物語としては、第1部が1919年から始まっていて、第6部では1978年まで進んできた。60年近い歳月を経て主人公も相応の年齢を重ねていて、まさしく悠久の流れである。
この間、ハリーとエマ、息子のセバスティアンのクリフトン一家、それにエマの兄でバリントン家のジャイルズがそれぞれに存在を魅力的に大きくしてきている。
エマが会長を務めるバリントン海運、セバスティアンがCEOとなったファージングズ銀行、ジャイルズが議席を有するイギリス国会などを巡って、本拠地ブリストルやロンドンなどを舞台に物語は有為転変の展開である。
第6部で大きな柱は二つ。
一つは、執拗にクリフトン、バリントンを貶めようと画策してきた、バリントン海運前副会長メラー、同重役ノウルズ、ファージングズ銀行前会長スローンの3人の運命が、この第6部においてついに尽きてしまう。
また、3人組と一緒になって、あるいは主導的に徹底した嫌がらせをしてきた、ジャイルズの最初の妻ヴァージニアもまた本作において舞台から姿を消すこととなった。

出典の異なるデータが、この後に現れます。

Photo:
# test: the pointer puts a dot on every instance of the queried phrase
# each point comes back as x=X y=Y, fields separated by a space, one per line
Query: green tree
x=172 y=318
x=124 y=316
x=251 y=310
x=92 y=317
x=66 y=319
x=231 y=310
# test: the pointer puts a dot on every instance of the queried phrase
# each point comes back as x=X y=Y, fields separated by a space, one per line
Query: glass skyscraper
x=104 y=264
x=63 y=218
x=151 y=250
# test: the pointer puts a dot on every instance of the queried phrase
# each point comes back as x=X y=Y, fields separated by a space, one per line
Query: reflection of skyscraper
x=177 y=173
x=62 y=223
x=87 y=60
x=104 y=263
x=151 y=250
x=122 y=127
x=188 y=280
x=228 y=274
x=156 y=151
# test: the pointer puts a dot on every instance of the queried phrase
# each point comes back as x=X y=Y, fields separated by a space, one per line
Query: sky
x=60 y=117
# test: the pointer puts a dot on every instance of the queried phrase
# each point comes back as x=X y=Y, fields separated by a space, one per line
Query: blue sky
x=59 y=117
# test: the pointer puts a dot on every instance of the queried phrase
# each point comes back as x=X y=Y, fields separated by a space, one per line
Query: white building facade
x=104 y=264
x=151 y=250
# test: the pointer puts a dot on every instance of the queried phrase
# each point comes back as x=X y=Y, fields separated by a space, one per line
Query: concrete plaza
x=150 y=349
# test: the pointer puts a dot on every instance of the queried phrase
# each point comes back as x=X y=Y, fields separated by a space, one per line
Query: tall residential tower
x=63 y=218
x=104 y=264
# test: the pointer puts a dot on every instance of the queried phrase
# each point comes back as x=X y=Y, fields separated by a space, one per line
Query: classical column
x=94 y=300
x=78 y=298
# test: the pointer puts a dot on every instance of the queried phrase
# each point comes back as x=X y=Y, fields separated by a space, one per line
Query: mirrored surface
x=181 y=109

そしてもう一つの柱である、ハリーが運動を進めてきたロシア人作家ババコフのロシアからの救出は、意外な結末となった。ただ、ババコフはノーベル文学賞を受賞して大きな栄誉を得た。
ここまで書くと、クリフトン年代記も終わったかに思えるが、新たにサッチャーも登場してきているし、物語は一層きらびやかに、スリリングに展開していきそうな予感を持たせている。ストーリーテラーアーチャーの快筆はまだまだ衰えそうにもない。